The prime minister and senior colleagues are standing by Employment Minister Michaelia Cash as Labor calls on her to resign over evidence to a Senate committee.
Malcolm Turnbull is standing by his employment minister, despite calls for her to step aside over her office's role in tipping off media about police raids on the Australian Workers' Union.
Michaelia Cash says she hasn't considered resigning after admitting to giving wrong evidence to a Senate committee.
Senator Cash told the estimates committee on Wednesday on five occasions neither she nor her office had anything to do the media tipoff.
She also personally told the prime minister she had not been the leaker.
But on Wednesday evening she announced her senior media adviser had resigned after revealing he had informed journalists of the raids on the AWU's Sydney and Melbourne offices.
The minister refused to say whether quitting had been canvassed in a meeting with Mr Turnbull on Thursday morning.

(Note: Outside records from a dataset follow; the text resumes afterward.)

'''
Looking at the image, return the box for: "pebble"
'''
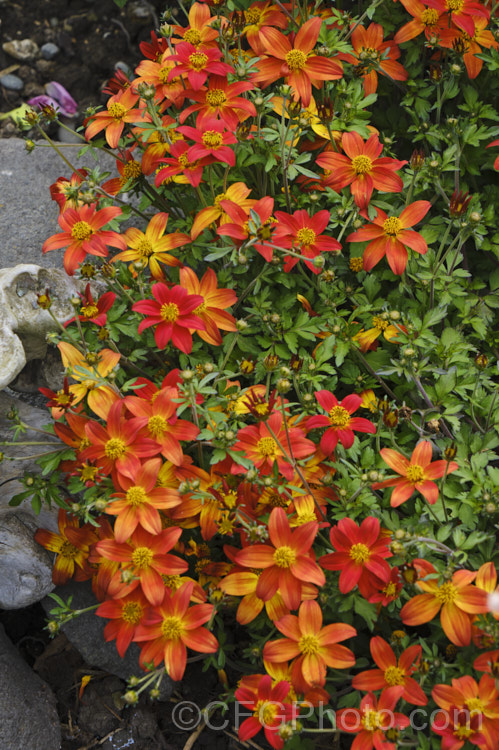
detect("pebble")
[2,39,39,62]
[40,42,60,60]
[0,73,24,91]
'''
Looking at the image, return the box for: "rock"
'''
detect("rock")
[0,264,78,389]
[2,39,39,62]
[42,581,175,701]
[0,513,54,612]
[40,42,60,60]
[0,625,61,750]
[0,73,24,91]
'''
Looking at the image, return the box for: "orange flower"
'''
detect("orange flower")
[343,23,408,96]
[180,267,237,346]
[34,508,97,586]
[134,583,218,681]
[317,131,407,210]
[371,440,459,508]
[400,563,487,646]
[42,204,126,276]
[235,508,326,612]
[263,600,357,693]
[252,17,343,107]
[83,87,140,148]
[352,635,428,706]
[113,212,191,279]
[347,201,431,276]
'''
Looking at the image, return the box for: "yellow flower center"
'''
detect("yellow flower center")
[136,239,154,258]
[132,547,154,569]
[383,216,402,237]
[348,542,371,565]
[201,130,224,148]
[329,406,350,430]
[296,227,317,247]
[80,304,99,318]
[189,52,208,71]
[71,221,94,242]
[421,8,438,26]
[147,414,168,438]
[206,89,227,107]
[104,438,126,461]
[385,667,405,687]
[298,635,320,656]
[161,615,184,641]
[352,154,373,174]
[406,464,424,484]
[465,698,484,714]
[373,315,389,331]
[253,701,278,727]
[435,581,457,604]
[57,541,79,560]
[107,102,127,120]
[286,49,307,73]
[126,487,147,508]
[159,302,180,323]
[184,29,202,47]
[274,546,296,568]
[256,438,277,457]
[360,708,383,732]
[121,602,144,625]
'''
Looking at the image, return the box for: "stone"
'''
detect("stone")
[40,42,60,60]
[0,513,54,612]
[0,73,24,91]
[2,39,39,62]
[0,625,61,750]
[0,264,79,389]
[42,581,175,701]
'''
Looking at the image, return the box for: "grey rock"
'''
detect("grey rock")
[0,513,54,612]
[0,625,61,750]
[40,42,60,60]
[2,39,39,62]
[0,73,24,91]
[42,581,175,701]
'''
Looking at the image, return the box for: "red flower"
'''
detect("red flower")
[319,516,392,599]
[307,390,376,456]
[42,204,126,276]
[235,508,325,609]
[372,440,459,508]
[317,131,407,209]
[347,201,431,275]
[132,282,205,354]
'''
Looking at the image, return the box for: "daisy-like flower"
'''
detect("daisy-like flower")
[400,562,488,646]
[233,412,315,481]
[35,508,97,586]
[113,212,191,279]
[42,204,126,276]
[132,282,205,354]
[252,17,343,107]
[317,131,407,210]
[180,267,237,346]
[83,88,140,148]
[134,582,218,681]
[342,23,408,96]
[352,635,428,706]
[372,440,459,508]
[319,516,392,599]
[274,209,341,274]
[263,600,357,693]
[347,201,431,276]
[235,508,326,612]
[307,390,376,456]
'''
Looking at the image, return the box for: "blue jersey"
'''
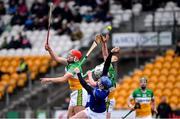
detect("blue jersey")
[88,88,109,113]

"I will not be going into the ins and outs of the discussions I had with the prime minister," she told an estimates hearing.
Mr Turnbull stood by his minister following Labor calls for her to be sacked.
"Is it now the position of the government that staff can mislead their ministers, ministers can mislead the parliament and the minister will remain entirely unaccountable?" Labor leader Bill Shorten asked.
"How are your ministers meant to be running the country when they can't even run their office?"
Mr Turnbull said the minister had been misled by her senior media adviser's "wrongful conduct".
"Once her staffer told her the truth and made the admission that he had done the wrong thing, she corrected the record. She acted entirely properly," Mr Turnbull told parliament.
Labor unsuccessfully brought on a motion in parliament calling on the prime minister to sack the minister.
It was revealed on Thursday that Justice Minister Michael Keenan's office was advised by federal police just before the search warrants were executed on Tuesday.
Mr Keenan said it was usual practice for such advice to be received.
"The AFP advised my office of the intention to execute search warrants immediately prior to them being executed, as is usual practice," Mr Keenan told AAP.
The minister was briefed shortly afterwards, as was Mr Turnbull's office.
The comment came as Australian Federal Police commissioner Andrew Colvin rejected claims his officers had been used as political pawns.
AFP officers executed the warrants which had been sought by the Registered Organisations Commission to ensure documents weren't tampered with or destroyed.
The ROC told the estimates hearing on Wednesday night the AWU had refused to hand over all the documents it had requested.
The commission is investigating $200,000 in donations made by the AWU, including $100,000 given to activist group GetUp in the 2005/06 financial year while Bill Shorten was the union's secretary.
"The AFP makes all its operational decisions independently, based on experience, operational priorities and the law," Mr Colvin said in a statement.
"The AFP prides itself on its independence and integrity, and has a proven track record of these values while operating under the remit of eight individual prime ministers and their governments since it was founded in 1979."
The AWU has lodged a freedom of information request with Senator Cash's office to try and determine exactly when she learned about the raids.
The union has requested any correspondence between the senator, her office and the ROC in addition to any correspondence between the minister and relevant staff members, including text messages, emails and phone lists.